II : Un homme souffre de la médiocrité de pensée de son entourage.
III : Dans le quartier du Panthéon, des personnages solitaires, sans
souvenirs, sans avenir, sont heureux.
IV : Un étrange ballet verbal, cruel et ludique, se déroule entre un homme
et quelques femmes ;
V : Une femme est figée dans l'attente.
VI : Une femme impérieuse écrase autrui sous le poids des choses.
VII : Une femme parle et souffre de se sentir jugée par un homme qui ne
parle pas.
VIII : Un grand-père, qui promène son petit-enfant, exerce sur lui une
protection étouffante, et lui parle de sa mort.
IX : Un homme parle à une femme pour qu'elle ne parle pas.
X : Des femmes jacassent dans un salon de thé.
XI : Une femme est assoiffée d'«intellectualité».
XII : Un professeur du Collège de France vide «de leur puissance et de leur
mystère» Proust et Rimbaud.
XIII : Des femmes sont acharnées à traquer une pièce de tissu.
XIV : Une femme sensible, croyante, s'attire les brusqueries d'autrui.
XV : Une jeune fille est heurtée par les inepties du vieillard qu'elle
admire.
XVI : Un vieux couple mène une vie résignée.
XVII : Un jeune couple est en promenade avec son enfant.
XVIII : Dans la quiétude d'un cottage anglais, «une demoiselle aux cheveux
blancs» attend l'heure du thé.
XIX : Un faible, malmené par autrui, se laisse faire.
XX : Un homme est rassuré et étouffé par les femmes qui I'entourent depuis
son enfance.
XXI : Une femme trop sage est traversée par le désir soudain de fuir et de
choquer.
XXII : Un homme se défend d'être attiré par les objets.
XXIII : Une femme, malgré elle, rejoint le cercle de sa famille qu'elle
méprise.
XXIV : Un homme est victime de l'hostilité silencieuse de son entourage.
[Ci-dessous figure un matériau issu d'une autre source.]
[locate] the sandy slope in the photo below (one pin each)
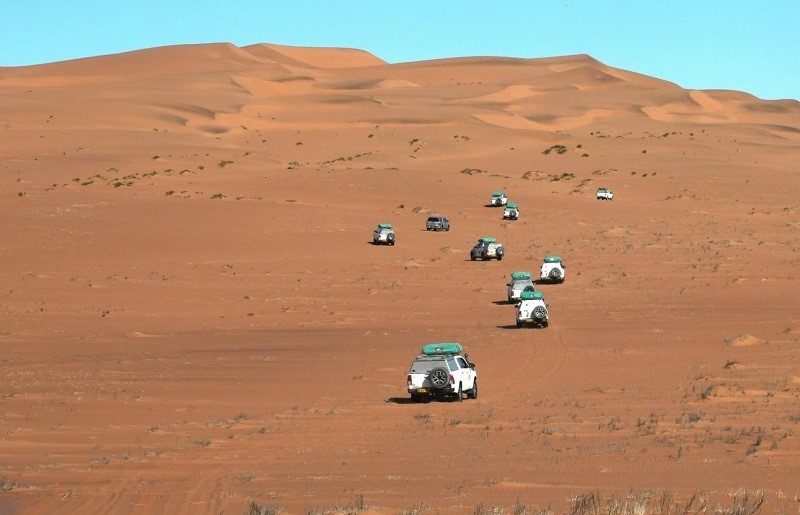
(193, 317)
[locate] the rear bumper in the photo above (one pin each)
(431, 392)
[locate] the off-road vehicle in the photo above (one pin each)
(441, 371)
(532, 310)
(383, 234)
(511, 212)
(520, 282)
(604, 194)
(437, 223)
(487, 248)
(498, 199)
(553, 269)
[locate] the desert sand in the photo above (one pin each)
(194, 320)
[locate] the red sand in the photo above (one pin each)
(193, 317)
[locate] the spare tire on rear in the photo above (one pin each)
(439, 377)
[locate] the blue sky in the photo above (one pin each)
(745, 45)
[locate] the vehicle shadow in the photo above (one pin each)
(407, 400)
(504, 302)
(400, 400)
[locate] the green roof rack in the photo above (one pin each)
(432, 349)
(531, 295)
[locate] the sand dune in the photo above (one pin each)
(193, 316)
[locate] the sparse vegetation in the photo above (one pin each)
(558, 149)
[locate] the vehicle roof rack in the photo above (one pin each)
(432, 349)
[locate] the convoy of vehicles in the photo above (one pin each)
(443, 370)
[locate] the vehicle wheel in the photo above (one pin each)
(473, 394)
(438, 377)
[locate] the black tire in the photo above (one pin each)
(439, 377)
(473, 393)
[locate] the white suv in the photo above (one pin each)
(441, 371)
(532, 310)
(498, 199)
(487, 248)
(383, 234)
(605, 194)
(553, 269)
(520, 282)
(511, 212)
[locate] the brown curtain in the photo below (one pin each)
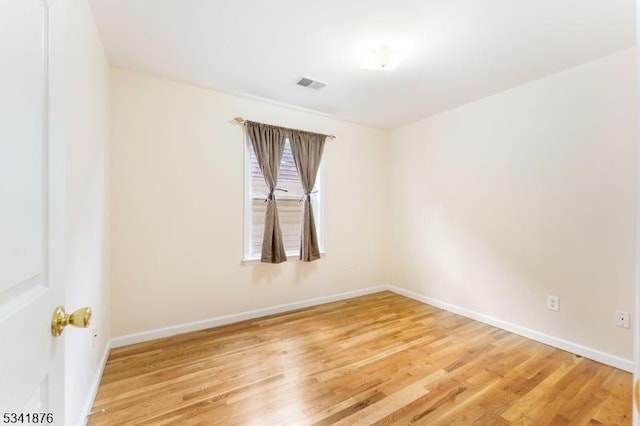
(307, 152)
(268, 145)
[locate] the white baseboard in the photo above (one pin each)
(93, 390)
(594, 354)
(233, 318)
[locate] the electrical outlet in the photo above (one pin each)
(553, 303)
(622, 319)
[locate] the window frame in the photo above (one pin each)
(318, 208)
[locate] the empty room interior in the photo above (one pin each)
(349, 212)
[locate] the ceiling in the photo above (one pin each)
(457, 51)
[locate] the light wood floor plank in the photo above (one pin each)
(381, 359)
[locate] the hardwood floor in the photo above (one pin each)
(381, 359)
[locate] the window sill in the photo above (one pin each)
(290, 257)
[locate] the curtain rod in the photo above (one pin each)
(241, 121)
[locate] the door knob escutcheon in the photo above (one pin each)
(80, 318)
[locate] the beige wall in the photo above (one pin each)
(177, 207)
(526, 193)
(86, 130)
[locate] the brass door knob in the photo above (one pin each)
(80, 318)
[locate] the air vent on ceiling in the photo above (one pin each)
(311, 83)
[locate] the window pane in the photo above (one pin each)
(290, 213)
(289, 205)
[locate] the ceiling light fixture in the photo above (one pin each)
(383, 58)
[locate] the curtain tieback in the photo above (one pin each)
(307, 196)
(271, 195)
Commentaire Le mot «tropisme», qui vient du grec «tropein» ([se] tourner, [se]
diriger), qui est emprunté au langage scientifique, désigne l'orientation
des plantes en fonction de leur milieu.
Nathalie Sarraute, qui présentait d'emblée au lecteur, sous une forme brève
et frappante, avec une rigueur sévère, ce qui était son champ d'exploration
privilégié, allait définir, dans ''L'ère du soupçon'', ce qu'elle entendait
par «tropismes» : «Ce sont des mouvements indéfinissables, qui glissent
très rapidement aux limites de notre conscience ; ils sont à l'origine de
nos gestes, de nos paroles, des sentiments que nous manifestons, que nous
croyons éprouver et qu'il est possible de définir. [...] Leur déploiement
constitue de véritables drames qui se dissimulent derrière les
conversations les plus banales, les gestes les plus quotidiens. Ils
débouchent à tout moment sur ces apparences qui à la fois les rnasquent et
les révèlent.» Elle écrivit encore que ce sont des «mouvements subtils, à
peine perceptibles, fugitifs, contradictoires, évanescents, de faibles
tremblements, des ébauches d'appels timides et de reculs, des ombres
légères qui glissent, et dont le jeu incessant constitue la trame invisible
de tous les rapports humains, et la substance même de notre vie».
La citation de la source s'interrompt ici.